Most of us have heard of eating disorders such as binging/purging disorder (commonly known as bulimia) and anorexia, both of which involve unhealthy behaviors towards food. The first involves binge-eating massive amounts of food and then getting rid of it, usually by forcing oneself to vomit. The second involves situations in which the victim perceives that she (very often young females) is too fat — in spite of all objective indications to the contrary — and she literally starves herself to lose the phantom fat. But now we have a new food neurosis— "orthorexia," which is characterized by an obsession with food cleanliness — to the point of not trusting that anyone but the victim can properly prepare food that is "clean" enough. Thus far, orthorexia hasn't been included in the latest (fifth edition ) of the Diagnostic and Statistical Manual of Mental Disorders (DSM-5), but research in this area is ongoing, and it may be included in the next edition.
Interest in the condition is growing, to the extent that a workshop about the condition was held at the latest meeting of the American Psychiatric Association, as described here. Workshop participants presented reports of individuals who seemed to demonstrate some degree of orthorexia but were unclear about the motivations behind the condition. For example, in one case a woman who presented with dehydration, low blood potassium levels (a dangerous condition) and low body weight was diagnosed with several psychotic symptoms, including paranoia. She responded to treatment with the antipsychotic medication Haldol and eventually was discharged consuming normal meals.
In another case, a woman suffered extreme weight loss, and was afraid of eating because "you don't know what it will do to you". Gradually she was re-educated and learned to consume a variety of foods that she no longer thought would hurt her.

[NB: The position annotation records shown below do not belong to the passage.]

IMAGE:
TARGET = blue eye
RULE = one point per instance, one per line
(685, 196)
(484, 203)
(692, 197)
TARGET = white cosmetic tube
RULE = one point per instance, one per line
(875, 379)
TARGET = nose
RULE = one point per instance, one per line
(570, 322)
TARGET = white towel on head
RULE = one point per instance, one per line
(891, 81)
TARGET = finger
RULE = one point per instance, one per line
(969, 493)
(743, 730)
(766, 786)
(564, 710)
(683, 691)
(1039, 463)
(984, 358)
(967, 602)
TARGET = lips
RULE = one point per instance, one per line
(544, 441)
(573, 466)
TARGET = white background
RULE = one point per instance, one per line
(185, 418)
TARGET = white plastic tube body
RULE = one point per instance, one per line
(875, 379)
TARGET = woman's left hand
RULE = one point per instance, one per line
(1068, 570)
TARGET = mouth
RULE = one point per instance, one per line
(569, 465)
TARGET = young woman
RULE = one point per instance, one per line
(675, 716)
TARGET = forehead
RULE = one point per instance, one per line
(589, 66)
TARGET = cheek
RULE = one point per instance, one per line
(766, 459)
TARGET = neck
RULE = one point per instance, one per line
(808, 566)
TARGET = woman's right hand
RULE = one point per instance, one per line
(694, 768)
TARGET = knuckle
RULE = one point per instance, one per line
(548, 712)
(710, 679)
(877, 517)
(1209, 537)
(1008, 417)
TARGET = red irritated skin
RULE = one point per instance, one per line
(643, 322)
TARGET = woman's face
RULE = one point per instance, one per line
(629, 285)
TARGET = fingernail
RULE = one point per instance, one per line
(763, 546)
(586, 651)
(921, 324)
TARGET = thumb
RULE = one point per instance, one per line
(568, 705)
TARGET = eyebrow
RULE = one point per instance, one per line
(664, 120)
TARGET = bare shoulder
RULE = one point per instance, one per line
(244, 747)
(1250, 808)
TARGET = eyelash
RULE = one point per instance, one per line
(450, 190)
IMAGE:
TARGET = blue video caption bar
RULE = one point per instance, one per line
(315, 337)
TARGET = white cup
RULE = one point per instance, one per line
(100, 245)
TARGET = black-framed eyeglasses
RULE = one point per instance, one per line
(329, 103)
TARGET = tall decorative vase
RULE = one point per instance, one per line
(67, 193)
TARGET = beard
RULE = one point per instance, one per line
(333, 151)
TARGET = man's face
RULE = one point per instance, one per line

One participant in the workshop, Dr. Yon Park, noted that the widespread obsession with dieting is to some extent being replaced by an "eating clean" movement, and a desire to live "holistically": "Simply put, orthorexia is a fixation on food quality as opposed to food quantity. The social and cultural context could promote certain types of food intake management that ultimately becomes pathological in a person genetically predisposed to [eating] disorders."
Another participant, Dr. Evelyn Attia, questioned whether orthorexia is really a new, separate condition, or whether it is a new form of anorexia, apparently since both can result in substantial body weight loss and significant health threats.
Obviously, more research and discussion will be needed before experts agree on exactly how to categorize this eating disorder, and whether or not it requires a separate category in the next edition of the DSM.